Mark Lubin

← Back

Experiential Policy Memory

A self-improving procedural agent layer where the LLM invents candidate strategies and a bandit-backed policy memory learns, from real outcomes, which strategies work in which states — online, safely, and without weight updates.


The Problem

Agentic systems have three compounding cost problems:

They fail for structural reasons. Missing steps, wrong tool order, brittle UI/tool interaction, untracked constraints, lack of verification. These aren't model capability issues. They're procedural competence issues.

They figure things out from scratch every time. An agent that successfully navigated a complex workflow yesterday has zero memory of that success today. Every invocation pays the full exploration cost again. Without manual prompt engineering to encode “here's how to do X,” the agent rediscovers the wheel on every run.

The exploration cost is real money. Every failed attempt, every redundant tool call, every retry burns tokens and API calls. An agent that takes 5 attempts to get something right costs 5x what an agent that learned from its first success costs. At enterprise scale across thousands of daily tasks, the waste is enormous.

Current approaches optimize the wrong surface area:

The gap between “semantic RAG memory” and “full RL with weight updates” is real and underserved.
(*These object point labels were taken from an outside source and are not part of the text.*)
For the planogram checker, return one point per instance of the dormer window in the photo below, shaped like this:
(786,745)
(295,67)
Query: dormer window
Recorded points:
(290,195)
EPM fills it — and the value proposition is both higher success rates and lower cost per successful outcome as the system learns.


The Insight

The minimal structure that creates real learning is:

  1. Canonical semantic state — a typed snapshot of what is known, what is missing, and what environment/tool context applies
  2. Constrained action/plan representation — a structured plan graph that can be executed, compared, and deduplicated independent of wording
  3. Verifiable outcomes — a reward signal that reflects real success, not vibes
  4. Online selection + update — explore/exploit that allocates traffic to strategies that work and retires strategies that don't

This is experiential learning without weight updates. Learning lives in a policy memory substrate, not in model parameters.


How It Works

1. Build canonical state

For each task attempt, construct a typed state snapshot. Example fields for a schedule_meeting task:

The state is normalized, hashed, and clustered for state abstraction.
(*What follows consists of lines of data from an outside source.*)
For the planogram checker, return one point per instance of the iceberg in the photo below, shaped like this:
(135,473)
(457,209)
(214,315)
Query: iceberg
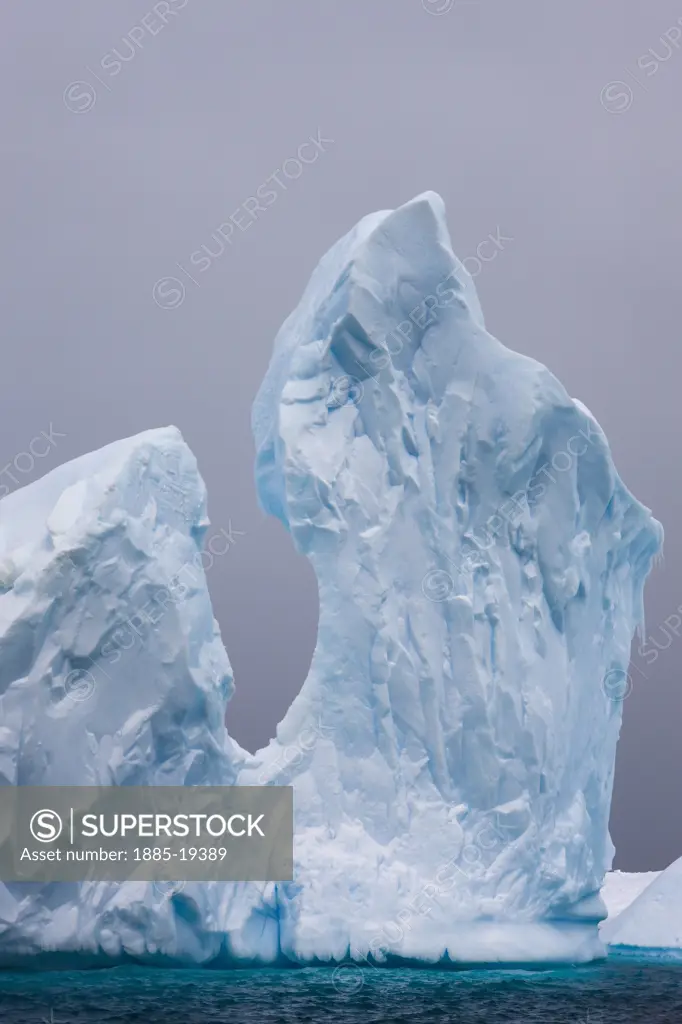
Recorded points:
(652,922)
(112,673)
(480,568)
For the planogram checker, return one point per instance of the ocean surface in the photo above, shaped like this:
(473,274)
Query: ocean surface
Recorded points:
(610,992)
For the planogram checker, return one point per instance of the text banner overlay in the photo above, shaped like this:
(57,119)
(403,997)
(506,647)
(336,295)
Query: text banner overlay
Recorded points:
(146,834)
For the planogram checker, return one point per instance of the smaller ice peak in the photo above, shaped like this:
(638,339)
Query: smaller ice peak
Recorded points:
(112,667)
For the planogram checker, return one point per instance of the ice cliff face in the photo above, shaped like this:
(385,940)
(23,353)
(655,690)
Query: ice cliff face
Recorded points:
(480,569)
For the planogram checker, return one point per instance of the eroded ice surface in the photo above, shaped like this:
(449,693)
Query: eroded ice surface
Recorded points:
(480,569)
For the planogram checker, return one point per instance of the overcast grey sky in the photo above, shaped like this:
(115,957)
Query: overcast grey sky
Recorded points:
(557,125)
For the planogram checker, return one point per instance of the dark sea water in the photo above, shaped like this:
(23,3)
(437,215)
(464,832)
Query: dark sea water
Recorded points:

2. Generate candidate plans

The LLM produces structured plans (not prose):

Plans are compiled into a normalized representation so semantically equivalent plans map to the same arm.
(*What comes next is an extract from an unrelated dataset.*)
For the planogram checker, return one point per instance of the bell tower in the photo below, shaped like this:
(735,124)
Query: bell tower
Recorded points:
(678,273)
3. Select plan via explore/exploit

For the current state cluster, maintain a posterior over success for each known plan. Use Thompson Sampling or UCB:

4. Execute with safety gates

Hard gates prevent dangerous exploration:

Outcomes are scored by verifier strength:

5. Update policy store

Store the episode, update plan posterior for that state cluster. Decay old evidence, version by environment/tool versions so drift doesn't poison learning.


Why This Wins


Hard Problems

State representation

“Build canonical state” does enormous work in one sentence. State abstraction is the hard part of the entire system. Too coarse and different situations collapse — the policy learns noise. Too fine and every situation is unique — the system never accumulates enough data to learn. Who defines the state schema? The developer? The LLM? Is it learned? Detecting aliasing via high reward variance is correct in theory but requires significant data volume per cluster.

Plan deduplication

“Two differently worded plans that do the same thing become the same arm” — how? Semantic equivalence of structured plan graphs is not a solved problem. Without reliable dedup, the bandit has a combinatorial explosion of arms, most semantically identical, and never accumulates enough signal on any single arm.

Verifier coverage

The system needs machine-checkable success signals. Works for scheduling meetings, filing tickets, structured CRUD. Breaks for creative tasks, ambiguous user intent, long-horizon outcomes. Weak signals like user edits may be too noisy to drive posterior updates meaningfully.

Credit assignment

Bandit-over-whole-plan is the wedge, but the real value is step-level learning — when to ask, when to verify, when to branch. Getting there requires strong intermediate reward signals that most deployments won't have initially.


Risks and Mitigations

Risk Detection Mitigation
State aliasing High reward variance for same (state, plan) Add discriminating slots, split clusters
Reward hacking Optimize proxy, not reality Strengthen verifiers, add negative checks, require confirmations
Exploration damage Unsafe actions during explore phase Restrict to safe subsets, canary new plans, require verification before commits, maintain rollback
Plan explosion Too many unique arms, no convergence Better plan normalization, minimum execution threshold before creating new arm
Drift poisoning Old policies applied to changed environment Version policies by environment/tool version, decay old evidence

Success Metrics


Data Flywheel

The policy store enables a public/private split:

Every execution generates training signal → better policies → better next execution → more usage. Competitors can copy the architecture but not the accumulated policy data.